For many substances, current treatments are moderately effective at best, and many people continue to struggle with addictions and their consequences, having exhausted existing treatment options. Studies in the 50s and 60s investigated the effectiveness of psychedelics in overcoming addictions, but due to regulatory hurdles, these studies have been stopped for 30 years, despite their promising results. The need to find alternative treatment options is urgent. In addressing this need, our Programme investigates the effectiveness of:
A Beckley-sponsored pilot trial, conducted by Prof Roland Griffiths and Dr Matthew Johnson at Johns Hopkins University, was the first study in modern times to investigate the efficacy of the psychedelic psilocybin as an aid to psychotherapy (as part of a structured 15-week smoking cessation treatment protocol) in overcoming nicotine addiction. The results were extremely promising, with 12 of 15 participants (80%) showing abstinence at 6 month follow-up. This is a substantially higher percentage than commonly reported for any other behavioural or pharmaceutical intervention. Although the study was open-label (subjects knew they were getting psilocybin), it demonstrates the potential of psilocybin as an addition to smoking cessation programmes. A second, larger trial with a brain-imaging component to investigate the neurobiological effects of this approach is currently underway.

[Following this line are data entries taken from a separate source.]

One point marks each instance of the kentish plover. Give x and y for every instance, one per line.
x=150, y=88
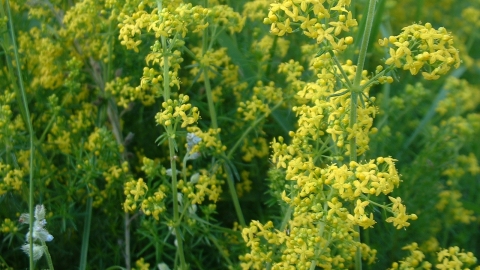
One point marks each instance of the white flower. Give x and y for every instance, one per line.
x=37, y=251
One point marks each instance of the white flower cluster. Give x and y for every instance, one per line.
x=39, y=232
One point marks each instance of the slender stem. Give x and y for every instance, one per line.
x=86, y=232
x=211, y=105
x=250, y=128
x=30, y=131
x=163, y=39
x=233, y=194
x=176, y=224
x=47, y=255
x=364, y=45
x=340, y=68
x=353, y=105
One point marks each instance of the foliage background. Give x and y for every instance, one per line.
x=83, y=89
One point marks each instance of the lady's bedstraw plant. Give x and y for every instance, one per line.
x=333, y=193
x=39, y=237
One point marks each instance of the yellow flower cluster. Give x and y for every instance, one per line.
x=140, y=264
x=12, y=179
x=262, y=47
x=459, y=92
x=451, y=205
x=210, y=142
x=213, y=60
x=309, y=15
x=256, y=147
x=126, y=94
x=245, y=186
x=8, y=226
x=42, y=54
x=252, y=109
x=154, y=205
x=135, y=191
x=422, y=48
x=202, y=185
x=451, y=258
x=177, y=111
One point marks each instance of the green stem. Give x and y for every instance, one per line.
x=353, y=105
x=214, y=125
x=86, y=232
x=233, y=194
x=211, y=105
x=166, y=79
x=29, y=127
x=176, y=223
x=250, y=128
x=47, y=255
x=364, y=45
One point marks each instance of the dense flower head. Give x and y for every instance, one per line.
x=310, y=15
x=422, y=48
x=177, y=111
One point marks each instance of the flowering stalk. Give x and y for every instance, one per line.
x=37, y=233
x=353, y=105
x=214, y=124
x=28, y=123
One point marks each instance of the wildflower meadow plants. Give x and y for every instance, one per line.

In collaboration with Dr Michael Bogenschutz, we are preparing a study to investigate the efficacy of LSD in the treatment of alcohol addiction, along with the associated neural mechanisms. The study will extend the clinical research carried out in the 1950s and 1960s, and will build on a recent pilot study by Dr Bogenschutz showing that 2 psilocybin sessions in the context of a 12-week treatment program decreased drinking and craving, and increased self-efficacy. Thus, administration of psychedelics can mobilise biological and psychological processes that are relevant to addictions and could produce therapeutic effects when administered in a safe environment and clinical setting designed to maximise the therapeutic effects of the experience.

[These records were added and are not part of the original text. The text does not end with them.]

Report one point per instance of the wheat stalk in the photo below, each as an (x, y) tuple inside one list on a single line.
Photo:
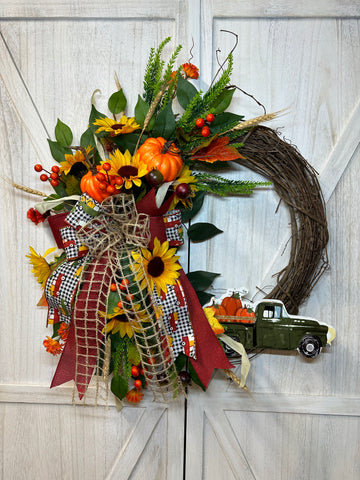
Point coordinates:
[(151, 111), (25, 189), (255, 121)]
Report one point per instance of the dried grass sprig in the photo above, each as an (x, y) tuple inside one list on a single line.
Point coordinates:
[(151, 112), (255, 121), (32, 191)]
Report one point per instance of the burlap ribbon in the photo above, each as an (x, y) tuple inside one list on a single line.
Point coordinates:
[(112, 237)]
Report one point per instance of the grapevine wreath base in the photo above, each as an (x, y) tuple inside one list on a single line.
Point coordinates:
[(296, 183), (120, 305)]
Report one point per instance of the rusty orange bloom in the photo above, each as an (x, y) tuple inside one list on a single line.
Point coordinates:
[(190, 70), (63, 330), (134, 395), (52, 346)]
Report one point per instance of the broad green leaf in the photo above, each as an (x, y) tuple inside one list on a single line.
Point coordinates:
[(119, 386), (198, 232), (113, 299), (222, 102), (185, 92), (128, 141), (197, 202), (224, 121), (87, 138), (72, 185), (133, 355), (141, 109), (164, 125), (201, 280), (117, 102), (63, 134), (58, 151)]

A number of animal studies suggest that CBD (cannabidiol – a non-psychoactive cannabis constituent) may have therapeutic properties that may help treat opioid and psychostimulant addictions. Some preliminary data also suggest that it may be beneficial in cannabis and tobacco addiction in humans.
We are currently collaborating with Prof Celia Morgan at the University of Exeter on a study investigating whether CBD could help smoking cessation.

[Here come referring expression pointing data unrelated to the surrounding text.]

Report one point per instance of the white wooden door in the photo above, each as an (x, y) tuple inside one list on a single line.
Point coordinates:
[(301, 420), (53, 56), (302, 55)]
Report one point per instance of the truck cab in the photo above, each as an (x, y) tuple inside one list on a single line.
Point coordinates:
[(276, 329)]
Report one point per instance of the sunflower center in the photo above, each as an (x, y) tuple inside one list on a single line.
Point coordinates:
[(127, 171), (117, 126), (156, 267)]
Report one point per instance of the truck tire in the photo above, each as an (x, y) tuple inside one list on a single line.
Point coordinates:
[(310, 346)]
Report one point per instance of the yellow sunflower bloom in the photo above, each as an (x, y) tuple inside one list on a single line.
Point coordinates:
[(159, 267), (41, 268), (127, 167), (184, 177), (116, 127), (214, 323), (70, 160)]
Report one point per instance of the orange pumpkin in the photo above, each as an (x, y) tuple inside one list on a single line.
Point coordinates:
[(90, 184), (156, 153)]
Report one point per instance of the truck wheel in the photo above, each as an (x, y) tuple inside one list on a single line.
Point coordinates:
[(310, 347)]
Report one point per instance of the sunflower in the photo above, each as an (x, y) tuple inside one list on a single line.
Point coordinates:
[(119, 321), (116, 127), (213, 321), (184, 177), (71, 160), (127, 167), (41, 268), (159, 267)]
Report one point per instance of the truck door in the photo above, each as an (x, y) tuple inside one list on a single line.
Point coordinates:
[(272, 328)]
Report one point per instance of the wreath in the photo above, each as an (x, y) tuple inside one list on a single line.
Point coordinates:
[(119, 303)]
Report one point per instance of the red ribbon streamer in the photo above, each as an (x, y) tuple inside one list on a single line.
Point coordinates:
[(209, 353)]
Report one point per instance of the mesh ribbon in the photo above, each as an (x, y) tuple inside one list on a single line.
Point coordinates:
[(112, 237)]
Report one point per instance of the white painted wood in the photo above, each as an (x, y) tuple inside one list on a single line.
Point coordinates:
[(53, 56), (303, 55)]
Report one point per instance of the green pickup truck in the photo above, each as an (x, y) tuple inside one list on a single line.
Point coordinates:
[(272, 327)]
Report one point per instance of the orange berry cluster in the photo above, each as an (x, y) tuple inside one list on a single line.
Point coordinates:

Observational studies on the sacramental use of psychedelics (e.g., peyote/mescaline or ayahuasca/DMT) suggest that these practices are associated with decreased substance misuse and few if any detrimental effects. Ayahuasca and ibogaine are used to treat addictions in many retreat centres and treatment programmess in Latin America and the Caribbean, however placebo-controlled clinical trials still need to be done.
Our Scientific Programme is working hard to fill in this gap in knowledge.